Terry Eagleton bu konuya değinmeden devrime olan umudun yitirilmesiyle sabık Lenisistlerin sertifikalı Lacancılar olduğunu ifade eder. Sanırım bunu istihza ile söyler. Eh artık yapacak çok bir şey kalmamıştır geriye kalan ne yazık ki fallus üzerinden özneyi tanımlamaya çalışmaktır. Buradaki istihzanın nedeni öznenin gerçek problemlerinin bir yana bırakılarak onun kaygan, belirsiz ve sürekli değişken doğası üzerinde durulmasıyla ilgili olmalıdır. Özne için işsizlik, gıda ve barınma sorunu, saygınlık ihtiyacı gibi temel problemler çok ciddi sorunlara yol açmaktadır. Sonu intihara bile gidebilen büyük sorunlardır bunlar ve bunlar değiştiğinde özne “iyi hal” durumuna geçer. Bugün devrim umudunun kalmamasıyla artık özne ancak fallus üzerinden konuşulabilen bir yapı haline gelmiş olmalıdır.
Non Player Character ve Öznenin İradesi
Özne ya da gövde üzerine, benlik, bilinç, düşünme ve özgür irade üzerine yeni ne söylenebilir şuan için bilmiyorum. Yine de dikkate değer olan bir şey var.(Yaralarım benden önce de vardı.) Öznenin tam olarak ne olduğunu bilmiyoruz o bir karanlık kıtadır ve özneye ulaşmanın arka kapıları vardır. Bilinçaltı süreçler anlamadığımız şekilde hayatımızı yönlendiriyor olabilir. Bu etkiler kısmi de olabilir. Sözgelimi madde bağımlılığı öznenin çözülmesini sağlar. İradesini ortadan kaldırır ve normalde yapmayacağı davranışları yapmaya başlar özne. Bunun yanında kişinin madde bağımlılığına bilinçaltı süreçler nedeniyle eğilimli olduğunu söylemek durumu daha da karmaşıklaştırır. Özne bazı duyguların ya da bazı bilinçaltı süreçlerin etkisi altında aslında iradeden yoksun kalabilir ya da en baştan beri öyledir.

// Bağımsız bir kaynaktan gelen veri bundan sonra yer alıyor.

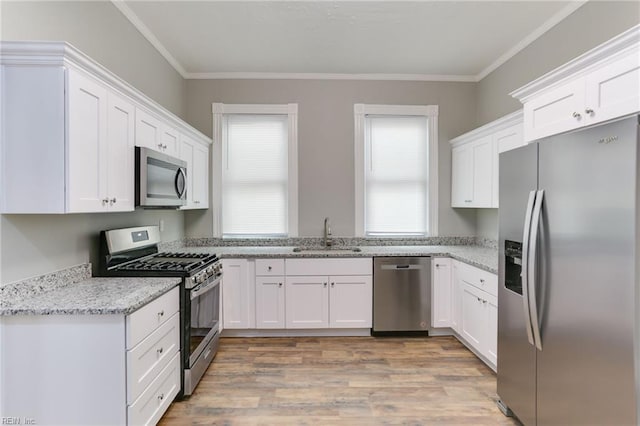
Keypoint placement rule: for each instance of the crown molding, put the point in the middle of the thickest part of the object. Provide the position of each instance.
(63, 54)
(155, 42)
(610, 50)
(533, 36)
(327, 76)
(148, 34)
(489, 128)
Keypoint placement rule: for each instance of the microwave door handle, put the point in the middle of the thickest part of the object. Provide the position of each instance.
(181, 182)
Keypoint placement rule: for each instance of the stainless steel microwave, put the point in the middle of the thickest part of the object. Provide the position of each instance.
(161, 180)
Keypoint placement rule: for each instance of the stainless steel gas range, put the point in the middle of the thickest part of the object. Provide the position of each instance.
(133, 252)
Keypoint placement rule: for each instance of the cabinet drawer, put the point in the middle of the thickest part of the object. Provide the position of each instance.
(155, 400)
(352, 266)
(145, 320)
(268, 267)
(150, 356)
(483, 280)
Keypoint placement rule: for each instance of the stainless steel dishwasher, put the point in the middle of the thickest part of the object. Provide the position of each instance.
(401, 294)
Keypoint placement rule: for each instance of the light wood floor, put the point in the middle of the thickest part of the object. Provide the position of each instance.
(346, 381)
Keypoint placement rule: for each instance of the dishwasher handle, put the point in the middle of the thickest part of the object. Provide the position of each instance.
(401, 267)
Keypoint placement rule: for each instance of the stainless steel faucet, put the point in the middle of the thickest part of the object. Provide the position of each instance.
(327, 233)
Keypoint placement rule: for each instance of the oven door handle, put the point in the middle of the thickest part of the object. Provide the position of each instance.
(204, 287)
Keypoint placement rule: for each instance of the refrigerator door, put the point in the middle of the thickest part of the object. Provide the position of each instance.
(516, 356)
(586, 287)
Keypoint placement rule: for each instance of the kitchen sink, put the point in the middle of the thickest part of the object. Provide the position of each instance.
(327, 249)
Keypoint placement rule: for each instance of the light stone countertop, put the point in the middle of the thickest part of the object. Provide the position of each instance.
(91, 296)
(482, 257)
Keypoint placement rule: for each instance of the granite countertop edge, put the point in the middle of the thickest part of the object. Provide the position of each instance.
(93, 296)
(479, 256)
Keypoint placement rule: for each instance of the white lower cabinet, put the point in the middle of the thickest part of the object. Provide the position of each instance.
(270, 302)
(276, 294)
(441, 293)
(307, 302)
(478, 325)
(94, 369)
(238, 294)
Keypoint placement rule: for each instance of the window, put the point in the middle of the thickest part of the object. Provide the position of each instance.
(396, 170)
(257, 194)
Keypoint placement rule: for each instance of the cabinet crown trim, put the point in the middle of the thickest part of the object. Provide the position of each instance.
(583, 64)
(489, 128)
(64, 54)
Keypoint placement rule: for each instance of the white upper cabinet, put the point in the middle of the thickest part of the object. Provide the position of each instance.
(196, 155)
(475, 161)
(69, 130)
(600, 85)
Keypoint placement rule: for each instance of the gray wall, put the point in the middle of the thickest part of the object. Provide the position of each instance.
(325, 140)
(36, 244)
(589, 26)
(101, 31)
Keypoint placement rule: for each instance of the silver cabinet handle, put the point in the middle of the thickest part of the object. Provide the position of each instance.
(531, 269)
(525, 265)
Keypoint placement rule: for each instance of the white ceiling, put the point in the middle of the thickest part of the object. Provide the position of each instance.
(430, 40)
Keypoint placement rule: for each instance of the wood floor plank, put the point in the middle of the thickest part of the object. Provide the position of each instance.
(342, 381)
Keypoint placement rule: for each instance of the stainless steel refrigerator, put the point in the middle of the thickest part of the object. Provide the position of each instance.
(568, 300)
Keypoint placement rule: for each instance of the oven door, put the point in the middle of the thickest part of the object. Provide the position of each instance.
(204, 318)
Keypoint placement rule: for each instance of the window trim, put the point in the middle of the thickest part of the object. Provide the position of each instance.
(291, 110)
(360, 111)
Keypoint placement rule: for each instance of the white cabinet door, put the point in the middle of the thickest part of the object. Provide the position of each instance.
(86, 144)
(614, 90)
(441, 303)
(456, 297)
(187, 147)
(238, 293)
(307, 302)
(556, 111)
(350, 301)
(473, 316)
(270, 302)
(483, 154)
(197, 158)
(491, 347)
(148, 130)
(120, 153)
(169, 140)
(461, 176)
(200, 175)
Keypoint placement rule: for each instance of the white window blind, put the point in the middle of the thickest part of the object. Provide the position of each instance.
(255, 175)
(396, 175)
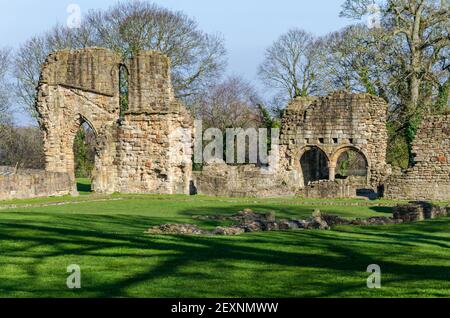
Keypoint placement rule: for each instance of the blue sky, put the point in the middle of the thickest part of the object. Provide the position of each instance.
(248, 26)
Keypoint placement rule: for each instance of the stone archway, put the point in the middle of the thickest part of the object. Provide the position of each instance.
(349, 161)
(314, 164)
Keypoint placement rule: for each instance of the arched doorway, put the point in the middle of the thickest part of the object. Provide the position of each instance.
(314, 165)
(351, 163)
(84, 155)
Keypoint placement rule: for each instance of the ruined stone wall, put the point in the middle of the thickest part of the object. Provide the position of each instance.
(76, 87)
(239, 181)
(429, 178)
(26, 184)
(142, 151)
(335, 124)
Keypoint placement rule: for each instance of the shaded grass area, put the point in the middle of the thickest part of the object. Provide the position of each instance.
(117, 260)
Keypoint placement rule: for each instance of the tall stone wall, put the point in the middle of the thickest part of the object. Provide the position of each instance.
(26, 184)
(76, 87)
(141, 151)
(429, 178)
(335, 124)
(240, 181)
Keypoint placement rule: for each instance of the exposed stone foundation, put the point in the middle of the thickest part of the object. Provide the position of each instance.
(240, 181)
(148, 147)
(26, 184)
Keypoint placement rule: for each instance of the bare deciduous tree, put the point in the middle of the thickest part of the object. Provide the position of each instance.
(4, 87)
(291, 65)
(127, 27)
(418, 31)
(230, 103)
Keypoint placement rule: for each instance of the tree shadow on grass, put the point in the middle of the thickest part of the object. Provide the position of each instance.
(193, 260)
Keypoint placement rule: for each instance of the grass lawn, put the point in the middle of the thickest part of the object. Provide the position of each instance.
(104, 235)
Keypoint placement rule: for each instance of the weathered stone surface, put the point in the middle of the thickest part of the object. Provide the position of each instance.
(334, 124)
(175, 229)
(419, 211)
(143, 151)
(235, 230)
(429, 178)
(25, 184)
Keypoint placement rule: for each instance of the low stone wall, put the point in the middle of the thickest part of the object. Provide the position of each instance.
(419, 211)
(338, 189)
(429, 179)
(328, 189)
(26, 184)
(240, 181)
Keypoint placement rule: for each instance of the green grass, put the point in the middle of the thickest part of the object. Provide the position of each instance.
(118, 260)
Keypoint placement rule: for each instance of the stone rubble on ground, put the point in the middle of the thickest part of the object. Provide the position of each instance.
(248, 221)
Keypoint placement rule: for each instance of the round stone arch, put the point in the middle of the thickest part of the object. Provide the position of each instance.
(340, 151)
(312, 163)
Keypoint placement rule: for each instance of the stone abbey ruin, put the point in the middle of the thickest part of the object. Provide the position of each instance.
(141, 151)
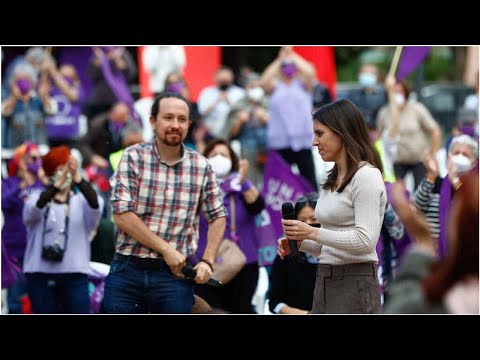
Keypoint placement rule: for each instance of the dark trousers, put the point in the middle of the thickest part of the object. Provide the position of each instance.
(304, 161)
(418, 170)
(347, 289)
(16, 291)
(234, 297)
(58, 293)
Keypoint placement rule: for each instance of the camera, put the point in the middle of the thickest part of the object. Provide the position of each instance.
(52, 253)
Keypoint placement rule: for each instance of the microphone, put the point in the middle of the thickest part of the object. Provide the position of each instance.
(190, 273)
(288, 213)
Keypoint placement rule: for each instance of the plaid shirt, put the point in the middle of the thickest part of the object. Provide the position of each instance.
(166, 198)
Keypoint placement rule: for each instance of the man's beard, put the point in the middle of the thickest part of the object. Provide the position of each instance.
(175, 142)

“Lanetliler ölemezler çünkü onlar ölecek derinlikten yoksundurlar.” Eagleton’ın başka bir cümlesi bu. Bu cümleyi günümüz npc (non player character) kelimesi üzerinden ele alarak öznenin bir iç iradeden yoksunluğunu anlatmak için ele alalım. Bir bağımlı ister madde ister toksik ilişki olsun, iradesini bilinçaltı süreçlere teslim etmiştir ve artık öznenin varlığından bahsedilemez. Özne bu durumlarla ilgili derin bir yüzleşmeye giremez çünkü artık ortada yüzleşecek bir özne kalmamıştır. Hayatla kurulan sığ bir ilişki vardır artık sadece. Bu özne artık ölemez de çünkü ölmek için ortada bir özne olması gerekir. Dahası ölmek için önce var olmak gerekir.
Özne olmadığına göre artık ortada gerçek anlamda bir seçim de yoktur. Özgür irade felsefi olarak zaten bir sorun olmakla birlikte lanetlenmişler için artık özgür iradenin ihtimali de kalmamıştır. Ortada etik seçimler ya da gerçek kararlar yoktur. Oyunların oyuncusuz karakteri gibi sadece “devinen” bir gövde vardır artık. Seçimleri içsel bir derinlikten yoksundur. Bu süreç teolojideki nefsin insanı ele geçirmesiyle benzerlik gösterir. Fallusun peşinde heba olan özne artık kendi var oluşunun zararına işlere girişir. Özne nefsine hakim olamazsa onun peşinde heba olur ve nefsinin emrini yerine getiren bir “kabuğa” dönüşür. Npc kavramını bu kadar benimsememizin altında bu gerçeği hissediyor oluşumuz yatıyor olabilir. Sadece hırsları olan derinliği olmayan özneler ya da hayatın sadece isteme olarak yarattığı insanları görünce onlarda bir şeylerin eksik olduğunu hissediyor ama dile getiremiyor olabiliriz.